The creation of Litecoin
Ex-Google employee Charlie Lee created Litecoin. He wrote the code for Litecoin blockchain when Bitcoin caught his attention in 2011. He made it possible to be mined within 3 minutes, while Bitcoin took much longer (around 10 minutes for every new block). Lee himself was creating Litecoin in his spare time, so he likes to call it something fun when compared to Bitcoin. Litecoin’s goal is efficiency and peer-to-peer operations that won’t cost anything. People actively trade Litecoin, and its cap is a bit over 3 million dollars. Its trading volume is about a million dollars more, and roughly 65 million coins are circulating in the world. It’s ranked number seven among the top 10 cryptos in the world.
How China sees Litecoin
If we want to put a perspective between America and China, it’s best to see historical events regarding cryptos. In China seven years ago, in 2013, when Litecoin started to gain attention, but suddenly it’s price dropped over 400%, a few days later, it rose to 48$. There are lots of theories why and how this happened, where many claim a simple tweet contributed to it. Namely, Max Keiser, a financial broadcaster, stated that Litecoin price might reach around 50$, which prompted Litecoin to come to a price of 48 dollars. There comes a further explanation or rather another theory that this happened because exchange rates involving Bitcoin and Litecoin were somewhat favourable. China didn’t like where this was going, and in December 2013, Bitcoin fell a lot affected Litecoin so much that the price was around $13. Yes, from 48 to 13 dollars in just a month. This was the consequence of Chinese regulators, who decided to ban any of their banks from doing transactions, including Bitcoin. Crypto trading in China was in serious trouble.

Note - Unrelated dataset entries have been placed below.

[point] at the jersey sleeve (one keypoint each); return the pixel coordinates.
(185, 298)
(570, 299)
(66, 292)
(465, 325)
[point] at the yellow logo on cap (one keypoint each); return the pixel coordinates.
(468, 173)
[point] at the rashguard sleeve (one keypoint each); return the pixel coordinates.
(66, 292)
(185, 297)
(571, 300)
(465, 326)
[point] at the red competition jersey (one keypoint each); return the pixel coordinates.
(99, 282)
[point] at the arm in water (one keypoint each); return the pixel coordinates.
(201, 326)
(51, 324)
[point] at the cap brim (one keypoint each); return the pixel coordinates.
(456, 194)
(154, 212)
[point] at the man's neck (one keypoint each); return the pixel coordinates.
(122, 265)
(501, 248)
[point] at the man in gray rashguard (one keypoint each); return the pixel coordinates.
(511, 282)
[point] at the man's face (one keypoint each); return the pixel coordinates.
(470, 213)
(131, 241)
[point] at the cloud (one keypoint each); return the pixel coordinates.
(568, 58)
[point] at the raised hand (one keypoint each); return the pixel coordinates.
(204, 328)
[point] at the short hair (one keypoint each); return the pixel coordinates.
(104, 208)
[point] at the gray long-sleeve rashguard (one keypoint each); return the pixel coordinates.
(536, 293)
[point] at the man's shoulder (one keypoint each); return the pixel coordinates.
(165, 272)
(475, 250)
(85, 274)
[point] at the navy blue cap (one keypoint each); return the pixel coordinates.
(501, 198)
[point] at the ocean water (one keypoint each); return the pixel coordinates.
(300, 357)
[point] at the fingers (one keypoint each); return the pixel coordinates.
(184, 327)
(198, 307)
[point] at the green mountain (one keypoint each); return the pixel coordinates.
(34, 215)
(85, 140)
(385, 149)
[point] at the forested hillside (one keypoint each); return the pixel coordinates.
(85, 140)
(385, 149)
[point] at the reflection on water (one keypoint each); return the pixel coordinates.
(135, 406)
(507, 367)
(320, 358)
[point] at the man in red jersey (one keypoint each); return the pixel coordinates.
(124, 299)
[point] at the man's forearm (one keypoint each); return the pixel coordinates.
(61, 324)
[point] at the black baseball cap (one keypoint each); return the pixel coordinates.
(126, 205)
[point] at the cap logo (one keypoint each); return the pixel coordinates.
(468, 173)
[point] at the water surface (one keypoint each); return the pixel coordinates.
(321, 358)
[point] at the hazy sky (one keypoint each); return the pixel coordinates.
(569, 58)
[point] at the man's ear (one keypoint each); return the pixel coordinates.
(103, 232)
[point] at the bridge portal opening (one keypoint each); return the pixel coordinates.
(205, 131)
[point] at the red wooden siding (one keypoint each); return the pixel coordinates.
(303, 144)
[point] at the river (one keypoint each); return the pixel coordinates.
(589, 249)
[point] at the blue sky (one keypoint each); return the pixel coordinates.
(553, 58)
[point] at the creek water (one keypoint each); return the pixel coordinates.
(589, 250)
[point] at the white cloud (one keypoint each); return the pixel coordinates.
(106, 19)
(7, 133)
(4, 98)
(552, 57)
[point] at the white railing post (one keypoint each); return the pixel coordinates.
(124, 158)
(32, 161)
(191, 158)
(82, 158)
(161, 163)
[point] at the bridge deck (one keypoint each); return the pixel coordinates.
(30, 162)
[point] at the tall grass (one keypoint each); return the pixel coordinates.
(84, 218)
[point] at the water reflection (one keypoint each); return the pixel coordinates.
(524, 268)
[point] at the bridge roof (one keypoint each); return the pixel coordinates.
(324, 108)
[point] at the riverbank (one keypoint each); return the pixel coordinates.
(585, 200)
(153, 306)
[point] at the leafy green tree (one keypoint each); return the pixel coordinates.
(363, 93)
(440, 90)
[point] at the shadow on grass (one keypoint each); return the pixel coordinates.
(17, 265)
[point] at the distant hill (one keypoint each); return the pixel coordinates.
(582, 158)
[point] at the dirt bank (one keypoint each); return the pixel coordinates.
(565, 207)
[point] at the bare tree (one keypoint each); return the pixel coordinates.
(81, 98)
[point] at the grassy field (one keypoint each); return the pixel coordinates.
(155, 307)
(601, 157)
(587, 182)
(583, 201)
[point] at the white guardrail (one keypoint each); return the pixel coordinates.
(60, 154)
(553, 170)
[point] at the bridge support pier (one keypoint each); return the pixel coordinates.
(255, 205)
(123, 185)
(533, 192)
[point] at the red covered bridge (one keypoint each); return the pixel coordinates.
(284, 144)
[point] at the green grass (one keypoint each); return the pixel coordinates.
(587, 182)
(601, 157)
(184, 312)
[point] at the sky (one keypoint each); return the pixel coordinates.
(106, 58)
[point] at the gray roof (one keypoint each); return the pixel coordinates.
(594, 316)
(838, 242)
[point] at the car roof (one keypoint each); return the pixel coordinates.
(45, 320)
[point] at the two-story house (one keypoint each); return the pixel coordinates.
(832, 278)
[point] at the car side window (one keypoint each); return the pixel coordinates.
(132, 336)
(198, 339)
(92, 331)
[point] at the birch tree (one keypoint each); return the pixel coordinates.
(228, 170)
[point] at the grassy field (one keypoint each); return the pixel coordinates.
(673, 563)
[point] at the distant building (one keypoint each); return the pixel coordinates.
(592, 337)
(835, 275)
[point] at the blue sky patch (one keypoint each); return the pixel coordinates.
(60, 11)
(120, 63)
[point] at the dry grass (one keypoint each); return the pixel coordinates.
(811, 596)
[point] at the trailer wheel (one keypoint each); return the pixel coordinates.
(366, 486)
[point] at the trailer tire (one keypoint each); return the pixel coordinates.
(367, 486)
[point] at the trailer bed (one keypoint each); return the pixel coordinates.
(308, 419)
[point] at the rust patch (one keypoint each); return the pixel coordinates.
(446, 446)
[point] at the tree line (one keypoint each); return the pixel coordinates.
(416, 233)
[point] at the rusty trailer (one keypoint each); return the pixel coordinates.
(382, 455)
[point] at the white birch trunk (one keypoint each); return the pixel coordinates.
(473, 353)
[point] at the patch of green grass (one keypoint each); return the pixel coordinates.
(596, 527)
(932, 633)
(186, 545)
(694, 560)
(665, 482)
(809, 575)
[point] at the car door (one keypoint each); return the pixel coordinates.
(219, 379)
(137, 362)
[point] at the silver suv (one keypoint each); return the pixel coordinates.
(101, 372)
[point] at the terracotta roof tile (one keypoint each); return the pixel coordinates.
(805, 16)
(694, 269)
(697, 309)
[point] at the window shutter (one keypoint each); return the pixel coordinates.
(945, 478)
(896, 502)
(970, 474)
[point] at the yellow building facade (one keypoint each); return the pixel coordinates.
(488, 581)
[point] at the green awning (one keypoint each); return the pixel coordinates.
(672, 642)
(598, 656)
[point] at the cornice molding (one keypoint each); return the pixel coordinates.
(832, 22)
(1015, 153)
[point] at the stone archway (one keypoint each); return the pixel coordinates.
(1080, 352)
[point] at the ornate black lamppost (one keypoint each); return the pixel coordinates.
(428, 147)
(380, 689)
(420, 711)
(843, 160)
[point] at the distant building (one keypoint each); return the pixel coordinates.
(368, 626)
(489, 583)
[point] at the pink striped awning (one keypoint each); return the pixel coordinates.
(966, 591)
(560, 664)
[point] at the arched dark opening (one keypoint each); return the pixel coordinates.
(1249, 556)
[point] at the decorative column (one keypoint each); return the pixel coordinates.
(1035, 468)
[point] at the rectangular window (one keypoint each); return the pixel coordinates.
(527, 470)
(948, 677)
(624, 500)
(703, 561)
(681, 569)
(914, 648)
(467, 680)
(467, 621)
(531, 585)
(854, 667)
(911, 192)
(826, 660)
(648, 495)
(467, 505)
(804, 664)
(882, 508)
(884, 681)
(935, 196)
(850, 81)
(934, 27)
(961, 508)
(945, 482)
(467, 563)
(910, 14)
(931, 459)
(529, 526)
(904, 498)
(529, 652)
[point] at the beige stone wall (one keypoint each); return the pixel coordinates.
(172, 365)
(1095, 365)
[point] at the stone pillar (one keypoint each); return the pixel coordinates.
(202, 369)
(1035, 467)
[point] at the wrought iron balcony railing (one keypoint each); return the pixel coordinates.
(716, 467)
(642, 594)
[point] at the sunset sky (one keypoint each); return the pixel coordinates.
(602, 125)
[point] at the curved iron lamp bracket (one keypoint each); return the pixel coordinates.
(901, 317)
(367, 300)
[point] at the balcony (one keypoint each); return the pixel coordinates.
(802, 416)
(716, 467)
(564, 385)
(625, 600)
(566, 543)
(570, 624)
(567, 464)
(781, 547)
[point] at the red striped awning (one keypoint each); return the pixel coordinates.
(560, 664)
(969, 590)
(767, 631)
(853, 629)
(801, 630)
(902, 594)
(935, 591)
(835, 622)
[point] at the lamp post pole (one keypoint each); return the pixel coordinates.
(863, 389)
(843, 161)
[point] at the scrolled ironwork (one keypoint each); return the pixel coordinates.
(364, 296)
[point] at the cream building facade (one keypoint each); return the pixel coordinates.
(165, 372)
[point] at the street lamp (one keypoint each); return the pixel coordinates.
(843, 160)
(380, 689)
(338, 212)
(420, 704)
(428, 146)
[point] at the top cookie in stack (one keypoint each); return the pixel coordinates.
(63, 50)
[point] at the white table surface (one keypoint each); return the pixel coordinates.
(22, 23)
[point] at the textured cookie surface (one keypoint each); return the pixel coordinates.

What happened in America during these times
As we said, Bitcoin’s price fell quickly as soon as the ban was in motion in China. Many traders thought this was the end of the Bitcoin era, and there was nothing that could fix it. What changed it, then? The American views on cryptos at the time. In 2013, Americans thought that cryptos could prevent money laundering and any murky transactions on the internet. Bernarke used the opportunity to send a letter to US senators where it was stated that the Federal Reserves have no authority over cryptos (therefore we have decentralized market and apps). While the letter mentioned there are risks of problematic situations including cryptos, there are a lot more positive aspects of it they should focus on, long-term.
Many relied on Bernarke’s statement, and that’s how Bitcoin got it’s boost again, where Litecoin, being connected to it, profited as well and came back to 50 dollars before it crashed in December.
Cryptocurrencies are influenced by the global market, no matter how much we would like it to be different. Politics and various regulations in every country, depending on their views on crypto, can change the value and its overall way of trading, depending on what they propose. That’s why it’s essential to stay informed and see how different nations perceive and adopt cryptos.